Loading data sets
con1 <- file("C:/Users/Ryu Uezato/Desktop/COURSERA/Data Science/CapStone/final/en_US/en_US.news.txt", open="r")
news <- readLines(con1); close(con1)
con2 <- file("C:/Users/Ryu Uezato/Desktop/COURSERA/Data Science/CapStone/final/en_US/en_US.blogs.txt", open="r")
blogs <- readLines(con2); close(con2)
con3 <- file("C:/Users/Ryu Uezato/Desktop/COURSERA/Data Science/CapStone/final/en_US/en_US.twitter.txt", open="r")
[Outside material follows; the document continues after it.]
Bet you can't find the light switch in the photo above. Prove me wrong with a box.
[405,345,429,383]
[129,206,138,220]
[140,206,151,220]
twitter <- readLines(con3); close(con3)
Creating basic summaries of three files
require(tm)
require(stringi)
##News
news_lines = length(news)
news_words = stri_count_words(news)
news_size = file.info("C:/Users/Ryu Uezato/Desktop/COURSERA/Data Science/CapStone/final/en_US/en_US.news.txt")$size/1024^2
##Blogs
blogs_lines = length(blogs)
blogs_words = stri_count_words(news)
blogs_size = file.info("C:/Users/Ryu Uezato/Desktop/COURSERA/Data Science/CapStone/final/en_US/en_US.blogs.txt")$size/1024^2
##Twitter
twitter_lines = length(twitter)
twitter_words = stri_count_words(twitter)
twitter_size = file.info("C:/Users/Ryu Uezato/Desktop/COURSERA/Data Science/CapStone/final/en_US/en_US.twitter.txt")$size/1024^2
###Summary Table
table = data.frame(file.rename = c("news", "blogs", "twitter"),
fileSize = c(news_size, blogs_size, twitter_size),
Lines = c(length(news), length(blogs), length(twitter)),
words = c(sum(news_words), sum(blogs_words), sum(twitter_words)))
table
file.rename fileSize Lines words
1 news 196.2775 77259 2693898
2 blogs 200.4242 899288 2693898
3 twitter 159.3641 2360148 30218125
Creating Graphical illustration
Grab samples from original data sets and combine together
require(tm)
set.seed(123)
sNews = sample(news, 300)
sBlogs = sample(blogs, 300)
sTwitter = sample(twitter, 300)
docs = paste(sNews, sBlogs, sTwitter)
corpus = Corpus(VectorSource(docs))
Tokenization
require(tm)
toSapce = content_transformer(function(x, pattern){ return(gsub(pattern, " ", x))})
corpus = tm_map(corpus, toSapce, "/|@|\\|")
corpus = tm_map(corpus, content_transformer(tolower))
corpus = tm_map(corpus, removePunctuation)
corpus = tm_map(corpus, removeNumbers)
#Remove stopwords from standard stopwords list
corpus = tm_map(corpus, removeWords, stopwords("english"))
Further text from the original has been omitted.